ENROOT_SQUASH_OPTIONS='-comp lz4 -noD' enroot import docker://ubuntu
Important
It takes a very long time to build Dockerfiles on the HPC. Every layer your build will freeze for several minuets, it will feel like it's crashed; it hasn't. A simple container, such as my example, will take up to 30 minuets. This is likely because of the filesystem (NFS), or the configuration of it.
# Make your working directory, and copy example
mkdir dockerdir && cd dockerdir
cp /home/shared/nvproj002/pytorch_n_friends.Dockerfile.ci .
# Build (please report the time to the Teams chat)
# -t is the name Podman will associate with the image
time podman build -t pytorch_n_friends -f pytorch_n_friends.Dockerfile.ci .

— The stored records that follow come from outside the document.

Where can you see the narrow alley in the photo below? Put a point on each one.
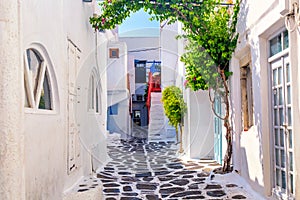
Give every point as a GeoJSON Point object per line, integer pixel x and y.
{"type": "Point", "coordinates": [142, 170]}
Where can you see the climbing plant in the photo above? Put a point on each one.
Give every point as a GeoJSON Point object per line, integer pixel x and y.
{"type": "Point", "coordinates": [174, 108]}
{"type": "Point", "coordinates": [210, 28]}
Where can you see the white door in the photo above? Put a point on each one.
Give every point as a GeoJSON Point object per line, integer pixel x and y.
{"type": "Point", "coordinates": [282, 130]}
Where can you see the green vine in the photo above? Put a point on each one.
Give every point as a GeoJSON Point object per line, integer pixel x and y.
{"type": "Point", "coordinates": [210, 29]}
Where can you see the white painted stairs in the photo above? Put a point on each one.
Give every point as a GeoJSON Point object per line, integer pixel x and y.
{"type": "Point", "coordinates": [159, 130]}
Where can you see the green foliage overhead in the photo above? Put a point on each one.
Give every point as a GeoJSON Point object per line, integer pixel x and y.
{"type": "Point", "coordinates": [174, 105]}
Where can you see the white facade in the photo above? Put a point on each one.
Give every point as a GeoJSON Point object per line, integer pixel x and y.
{"type": "Point", "coordinates": [198, 135]}
{"type": "Point", "coordinates": [264, 160]}
{"type": "Point", "coordinates": [118, 94]}
{"type": "Point", "coordinates": [53, 53]}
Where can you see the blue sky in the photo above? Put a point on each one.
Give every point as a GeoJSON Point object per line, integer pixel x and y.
{"type": "Point", "coordinates": [139, 25]}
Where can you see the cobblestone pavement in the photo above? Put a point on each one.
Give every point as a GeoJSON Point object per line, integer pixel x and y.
{"type": "Point", "coordinates": [141, 170]}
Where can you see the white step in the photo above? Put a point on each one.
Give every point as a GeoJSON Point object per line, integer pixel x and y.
{"type": "Point", "coordinates": [157, 127]}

# Convert the image (this cmd creates pytorch_n_friends.sqsh)
# This will take 7+ mins!
ENROOT_SQUASH_OPTIONS='-comp lz4 -noD' enroot import podman:/pytorch_n_friends
# Example interactive job
srun --time=03:00:00 --job-name=interactive --partition=gpu --nodelist=hpc-novel-gpu03 --gres=gpu:nvidia_rtx_a6000:1 --mem=59G --cpus-per-task=8 --pty bash
enroot start --mount="$HOME:$HOME" ~/pytorch_n_friends.sqsh
The Submitting Jobs section explains how to use Enroot in jobs (running scripts within Enroot).